C. W. Eckersberg
Seascape with the island of Hjelm and the coast of Jutland, 1827-45
Oil on canvas, 43 x 62 cm.
Inventory number: 0078NMK
Acquired before 1895. Bestowed to the museum in 1908
A sailing ship has sailed out into the Kattegat. The windy weather fills its sails while the rocking waves crash against the ship’s hull. The island of Hjelm and the coast of Jutland can be made out on the horizon. C.W. Eckersberg developed an interest in marine painting early on in his career. Already as a young artist, he completed a number of drawings of ships for commercial use, including etchings which were printed by the copperplate engraver Niels Truslew in 1805. These etchings allowed him to study ships at sea from different angles. The subject was therefore not a foreign one to Eckersberg when he later began work on larger marine paintings.

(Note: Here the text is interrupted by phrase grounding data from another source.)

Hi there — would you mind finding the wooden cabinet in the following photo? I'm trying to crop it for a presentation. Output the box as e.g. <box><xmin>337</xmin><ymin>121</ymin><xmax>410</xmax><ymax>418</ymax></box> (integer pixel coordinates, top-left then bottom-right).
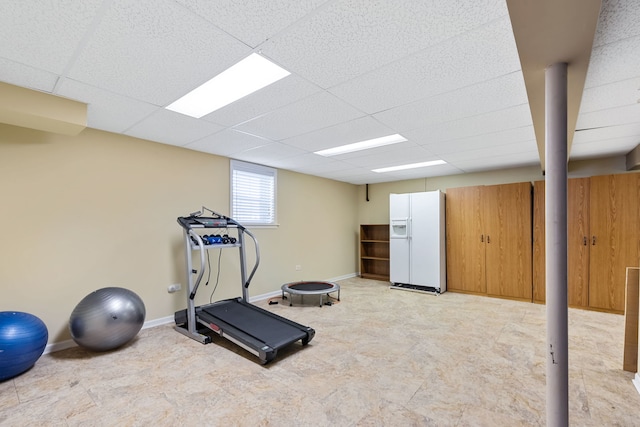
<box><xmin>533</xmin><ymin>178</ymin><xmax>591</xmax><ymax>307</ymax></box>
<box><xmin>360</xmin><ymin>224</ymin><xmax>389</xmax><ymax>281</ymax></box>
<box><xmin>589</xmin><ymin>174</ymin><xmax>640</xmax><ymax>311</ymax></box>
<box><xmin>445</xmin><ymin>185</ymin><xmax>485</xmax><ymax>293</ymax></box>
<box><xmin>446</xmin><ymin>182</ymin><xmax>533</xmax><ymax>301</ymax></box>
<box><xmin>533</xmin><ymin>173</ymin><xmax>640</xmax><ymax>313</ymax></box>
<box><xmin>568</xmin><ymin>178</ymin><xmax>591</xmax><ymax>308</ymax></box>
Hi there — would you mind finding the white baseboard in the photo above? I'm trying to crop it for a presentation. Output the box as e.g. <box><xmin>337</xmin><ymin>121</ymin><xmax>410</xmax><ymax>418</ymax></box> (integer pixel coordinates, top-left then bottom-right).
<box><xmin>328</xmin><ymin>272</ymin><xmax>357</xmax><ymax>282</ymax></box>
<box><xmin>143</xmin><ymin>315</ymin><xmax>174</xmax><ymax>328</ymax></box>
<box><xmin>248</xmin><ymin>289</ymin><xmax>282</xmax><ymax>303</ymax></box>
<box><xmin>43</xmin><ymin>315</ymin><xmax>176</xmax><ymax>355</ymax></box>
<box><xmin>43</xmin><ymin>274</ymin><xmax>357</xmax><ymax>355</ymax></box>
<box><xmin>43</xmin><ymin>340</ymin><xmax>76</xmax><ymax>355</ymax></box>
<box><xmin>633</xmin><ymin>373</ymin><xmax>640</xmax><ymax>396</ymax></box>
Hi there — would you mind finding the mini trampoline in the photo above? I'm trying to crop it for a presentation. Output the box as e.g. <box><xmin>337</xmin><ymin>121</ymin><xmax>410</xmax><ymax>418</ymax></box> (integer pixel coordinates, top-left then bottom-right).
<box><xmin>281</xmin><ymin>281</ymin><xmax>340</xmax><ymax>307</ymax></box>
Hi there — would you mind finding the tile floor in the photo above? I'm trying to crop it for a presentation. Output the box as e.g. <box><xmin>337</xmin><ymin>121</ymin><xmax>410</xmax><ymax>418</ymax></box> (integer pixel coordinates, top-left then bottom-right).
<box><xmin>1</xmin><ymin>277</ymin><xmax>638</xmax><ymax>426</ymax></box>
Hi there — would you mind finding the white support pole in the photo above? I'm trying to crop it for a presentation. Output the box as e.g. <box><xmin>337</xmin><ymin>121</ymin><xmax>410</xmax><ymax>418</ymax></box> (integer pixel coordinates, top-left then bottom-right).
<box><xmin>545</xmin><ymin>62</ymin><xmax>569</xmax><ymax>426</ymax></box>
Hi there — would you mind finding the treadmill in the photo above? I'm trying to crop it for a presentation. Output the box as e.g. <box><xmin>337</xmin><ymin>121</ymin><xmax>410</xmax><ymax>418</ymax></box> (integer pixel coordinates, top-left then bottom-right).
<box><xmin>173</xmin><ymin>208</ymin><xmax>315</xmax><ymax>364</ymax></box>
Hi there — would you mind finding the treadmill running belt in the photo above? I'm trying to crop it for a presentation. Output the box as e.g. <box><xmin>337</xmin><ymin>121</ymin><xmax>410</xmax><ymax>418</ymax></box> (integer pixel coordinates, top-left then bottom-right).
<box><xmin>201</xmin><ymin>300</ymin><xmax>307</xmax><ymax>349</ymax></box>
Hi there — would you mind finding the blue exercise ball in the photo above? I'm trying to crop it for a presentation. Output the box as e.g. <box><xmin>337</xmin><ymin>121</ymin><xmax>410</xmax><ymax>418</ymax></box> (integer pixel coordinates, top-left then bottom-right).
<box><xmin>69</xmin><ymin>287</ymin><xmax>146</xmax><ymax>352</ymax></box>
<box><xmin>0</xmin><ymin>311</ymin><xmax>48</xmax><ymax>381</ymax></box>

In this work, he takes great care to capture the dynamic tension playing out between the waves and ship on a windy day in the Kattegat.
Christoffer Wilhelm Eckersberg (1783-1853)
Eckersberg studied under Nicolai Abildgaard and art historically, he has been proclaimed the Father of Danish Painting, because he was the first professor to establish a school and his students include many of the most famous Golden Age painters. He broke with the idealising art of the 1700s and introduced a new form of realism based on nature studies and compositional principles. In 1810, he won the Academy’s prestigious gold medal, and subsequently spent a year in Paris studying under the great neo-classical painter Jacques-Louis David. Eckersberg was the very first to introduce direct study from nature at the Art Academy, and in doing so, had a decisive impact on the development of Golden Age art in Denmark. He was greatly influential for numerous young artists such as Martinus Rørbye, Christen Købke, Constantin Hansen, Jørgen Roed and Wilhelm Marstand.